His adventures snowballed from there. During the expedition, he met Jeff Evans, a physician assistant and founder of Mountain Vision Inc., an international trekking company; Arnold eventually joined its medical teams on treks to Machu Picchu in Peru’s Andes Mountains and to Mount Kilimanjaro, Tanzania.

“Covering an expedition is a lot of fun but very challenging,” he says. “Getting to know the group members’ health histories, strengths and weaknesses is probably most important. You need to bring the right equipment and extra supplies, make local contacts and have evacuation plans.”

And sometimes you need to be creative. One team member fell victim to posterior nosebleed, one of many high-altitude conditions. “He used up all the team’s sponges and rhino rockets. We had to hit up the ladies,” Arnold recalls, showing a photo of the man with a tampon shoved up his nose.

In 2008, Arnold got a phone call from Gunnar Brolinson, D.O., associate professor and sports medicine chair at the Virginia College of Osteopathic Medicine, where Arnold completed his sports medicine fellowship. Brolinson was scheduled to join the U.S. Ski Team’s medical staff for the 2008 World Cup, but, due to his heavy research load, could Arnold go in his place? Five weeks later, the young doctor found himself stuck in a snowstorm with the freestyle team on a mountain pass near Lake Como, Italy. He was in heaven.

“Working with the ski team has been one of the great things in my career,” says Arnold, who’s since served as its physician six more times. “The people are fun. You get to see some amazing jumps and travel the world.”
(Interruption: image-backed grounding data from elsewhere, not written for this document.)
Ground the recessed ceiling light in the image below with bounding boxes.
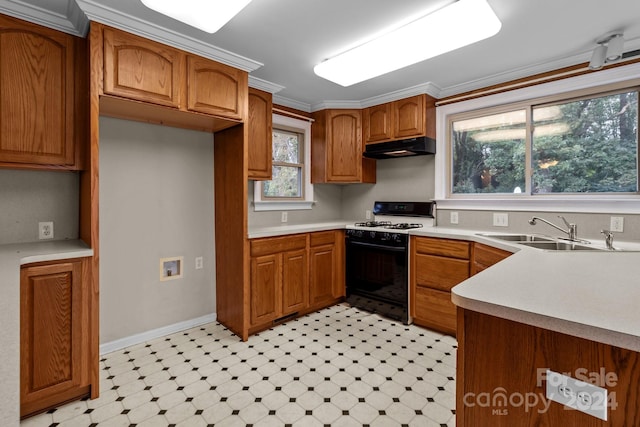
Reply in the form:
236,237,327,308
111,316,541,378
140,0,253,33
314,0,502,87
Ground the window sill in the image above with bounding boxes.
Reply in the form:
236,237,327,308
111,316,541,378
434,197,640,214
253,200,315,211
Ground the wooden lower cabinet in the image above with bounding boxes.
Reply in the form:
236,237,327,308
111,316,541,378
457,309,640,426
309,231,345,309
20,258,92,417
410,236,471,336
472,242,512,274
248,230,344,335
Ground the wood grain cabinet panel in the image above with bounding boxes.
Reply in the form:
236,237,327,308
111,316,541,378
103,28,183,108
311,109,375,183
282,249,308,315
186,56,247,120
250,253,280,325
0,15,81,168
249,235,307,328
309,231,345,308
20,259,90,417
393,95,426,139
363,103,393,143
410,236,470,335
247,88,273,180
472,243,512,275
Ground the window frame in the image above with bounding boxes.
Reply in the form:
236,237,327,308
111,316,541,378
435,62,640,214
262,128,305,201
253,114,314,211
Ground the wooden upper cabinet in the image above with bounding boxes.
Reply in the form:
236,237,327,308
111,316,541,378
363,103,393,144
363,94,436,144
186,56,247,120
311,109,375,183
248,88,273,180
103,27,183,108
0,15,81,169
393,95,426,139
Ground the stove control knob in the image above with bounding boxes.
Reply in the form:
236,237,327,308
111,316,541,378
369,231,377,239
382,232,391,241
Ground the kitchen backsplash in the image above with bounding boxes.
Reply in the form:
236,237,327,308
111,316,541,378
0,169,79,244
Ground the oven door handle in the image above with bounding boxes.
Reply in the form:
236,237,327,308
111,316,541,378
346,240,407,252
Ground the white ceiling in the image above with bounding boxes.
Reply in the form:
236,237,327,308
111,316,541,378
2,0,640,111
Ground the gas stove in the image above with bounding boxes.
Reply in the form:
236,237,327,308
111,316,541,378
345,201,436,324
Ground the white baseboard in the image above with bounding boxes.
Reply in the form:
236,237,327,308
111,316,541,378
100,312,217,355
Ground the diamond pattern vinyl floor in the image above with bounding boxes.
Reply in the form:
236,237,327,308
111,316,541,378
21,304,457,427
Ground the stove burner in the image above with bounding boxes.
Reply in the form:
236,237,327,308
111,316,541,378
354,221,392,227
385,223,424,230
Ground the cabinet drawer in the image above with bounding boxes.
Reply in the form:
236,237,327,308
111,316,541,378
250,234,307,257
310,230,336,247
413,286,456,335
414,236,470,259
414,253,470,291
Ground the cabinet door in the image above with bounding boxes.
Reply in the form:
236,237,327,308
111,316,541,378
186,56,248,120
250,253,281,326
326,110,362,182
472,243,512,275
282,248,308,315
20,261,85,416
363,103,393,144
309,243,339,306
393,95,425,139
0,16,76,166
103,28,183,108
248,88,273,180
413,287,456,336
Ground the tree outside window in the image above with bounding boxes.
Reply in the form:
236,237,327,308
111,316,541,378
262,129,304,199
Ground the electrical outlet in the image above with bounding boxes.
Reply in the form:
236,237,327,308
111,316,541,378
195,257,203,270
610,216,624,232
38,221,54,240
366,210,372,220
546,370,608,421
281,211,288,223
493,213,509,227
450,211,459,224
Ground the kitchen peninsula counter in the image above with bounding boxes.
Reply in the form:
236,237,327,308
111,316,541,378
0,240,93,427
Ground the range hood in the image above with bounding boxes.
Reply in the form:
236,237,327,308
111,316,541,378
363,136,436,159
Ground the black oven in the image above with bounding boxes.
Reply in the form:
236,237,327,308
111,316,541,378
345,229,409,324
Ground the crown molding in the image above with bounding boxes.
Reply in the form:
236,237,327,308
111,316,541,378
360,82,442,108
248,76,285,94
272,95,312,113
75,0,262,72
311,100,364,111
0,0,88,36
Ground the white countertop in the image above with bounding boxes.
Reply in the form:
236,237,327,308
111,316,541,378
249,221,640,352
0,240,93,427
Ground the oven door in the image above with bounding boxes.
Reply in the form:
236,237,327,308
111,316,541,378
345,236,408,323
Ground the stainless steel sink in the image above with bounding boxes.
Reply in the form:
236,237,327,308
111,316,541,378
517,241,604,251
478,233,554,242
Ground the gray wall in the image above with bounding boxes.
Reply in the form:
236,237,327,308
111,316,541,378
99,117,216,344
436,209,640,242
0,169,79,244
247,181,343,227
342,155,436,220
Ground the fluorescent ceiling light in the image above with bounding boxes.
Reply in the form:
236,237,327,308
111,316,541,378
314,0,502,87
140,0,253,33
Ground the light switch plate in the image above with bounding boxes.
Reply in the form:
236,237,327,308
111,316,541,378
450,211,459,224
610,216,624,232
493,213,509,227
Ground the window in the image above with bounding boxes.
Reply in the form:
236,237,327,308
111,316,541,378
262,129,304,199
450,88,639,196
253,114,313,211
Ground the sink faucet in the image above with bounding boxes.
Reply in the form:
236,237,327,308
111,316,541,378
528,216,579,241
601,229,615,250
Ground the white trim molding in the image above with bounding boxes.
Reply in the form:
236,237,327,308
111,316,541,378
254,114,314,211
100,312,217,355
0,0,89,36
435,61,640,214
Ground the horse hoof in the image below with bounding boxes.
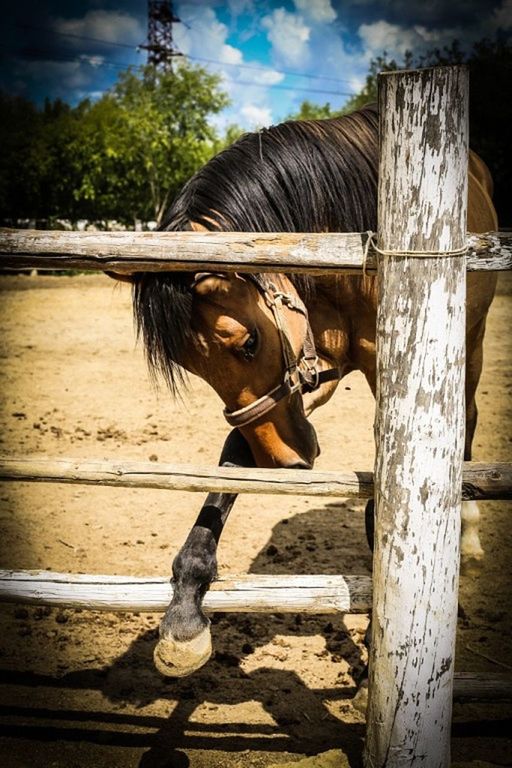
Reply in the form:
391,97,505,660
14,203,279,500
352,678,368,715
153,625,212,677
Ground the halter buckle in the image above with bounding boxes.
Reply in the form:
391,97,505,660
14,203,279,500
273,291,304,313
299,355,321,391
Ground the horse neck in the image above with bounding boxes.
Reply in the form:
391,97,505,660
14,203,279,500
305,274,378,380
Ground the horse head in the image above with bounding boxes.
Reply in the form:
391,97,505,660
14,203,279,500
109,258,341,469
175,269,323,469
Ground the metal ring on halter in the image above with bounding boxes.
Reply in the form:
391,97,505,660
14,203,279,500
299,355,320,391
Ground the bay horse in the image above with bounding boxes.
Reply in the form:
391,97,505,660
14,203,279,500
114,104,498,678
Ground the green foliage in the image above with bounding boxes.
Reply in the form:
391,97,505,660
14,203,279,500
341,52,414,113
342,38,511,225
2,39,510,226
215,123,247,152
286,99,345,121
0,61,229,225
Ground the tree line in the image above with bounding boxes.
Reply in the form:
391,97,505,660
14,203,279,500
0,63,229,227
1,37,510,227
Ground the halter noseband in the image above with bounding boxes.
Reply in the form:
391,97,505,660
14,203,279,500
220,274,340,428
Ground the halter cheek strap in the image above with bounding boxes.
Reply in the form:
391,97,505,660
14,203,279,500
222,274,340,428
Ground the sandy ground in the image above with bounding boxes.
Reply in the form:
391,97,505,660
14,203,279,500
0,273,510,768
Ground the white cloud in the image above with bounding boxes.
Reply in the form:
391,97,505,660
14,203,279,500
411,25,444,43
175,4,237,62
293,0,336,25
358,20,422,56
250,69,284,86
357,16,498,61
17,59,91,90
221,44,243,65
356,19,470,58
227,0,255,16
493,0,512,29
78,55,105,68
53,10,144,46
176,4,276,130
261,8,311,67
240,103,272,127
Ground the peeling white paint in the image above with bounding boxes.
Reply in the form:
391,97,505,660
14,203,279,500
365,67,468,768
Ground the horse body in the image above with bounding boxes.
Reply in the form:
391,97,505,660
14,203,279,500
125,106,498,677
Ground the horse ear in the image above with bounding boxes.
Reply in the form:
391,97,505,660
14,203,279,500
191,272,232,296
104,271,136,284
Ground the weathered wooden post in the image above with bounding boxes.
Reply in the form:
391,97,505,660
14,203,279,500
365,66,468,767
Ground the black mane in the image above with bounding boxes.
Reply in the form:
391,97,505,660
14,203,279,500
133,104,379,394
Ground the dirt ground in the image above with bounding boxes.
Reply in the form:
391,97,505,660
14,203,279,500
0,272,510,768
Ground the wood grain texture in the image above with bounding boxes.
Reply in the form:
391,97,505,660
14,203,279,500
0,228,510,274
452,673,512,702
365,66,468,768
0,456,510,500
0,571,371,613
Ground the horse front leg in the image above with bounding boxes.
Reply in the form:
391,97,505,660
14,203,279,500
154,429,255,677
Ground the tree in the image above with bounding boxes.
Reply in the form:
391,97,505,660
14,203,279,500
72,62,230,225
287,38,511,226
286,99,345,121
215,123,247,152
0,61,230,225
340,52,414,113
0,93,44,221
341,39,511,225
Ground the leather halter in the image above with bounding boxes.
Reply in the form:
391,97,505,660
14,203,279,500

Arnold hanging out with pals like U.S. Ski Team freestyler Shannon Bahrke, and freestyle aerialist Ryan St. Onge

He’s also seen – and treated –some breathtaking disasters. At a campus presentation last fall, he showed a brutal video clip of U.S. Ski Team member Scott Macartney wiping out on the icy downhill event going 87 miles an hour. Miraculously, he broke no bones but was kept in a chemically induced coma for two days. Equally miraculously, the skier made the U.S. team the very next year.

“These are super-competitive athletes. You have to be a little off to do that,” Arnold says.

Ski team physicians are volunteers who pay their own expenses in addition to taking time away from their practices. They have to take the four-day Mountain Emergencies in Skiing and Snowboarding (MESS) course every three years. Still, Arnold is hooked.

“You get to practice the art of medicine, not having any labs immediately available and trusting what you know,” he says. “And the coaches and athletes are some of the nicest people you’ll ever meet.”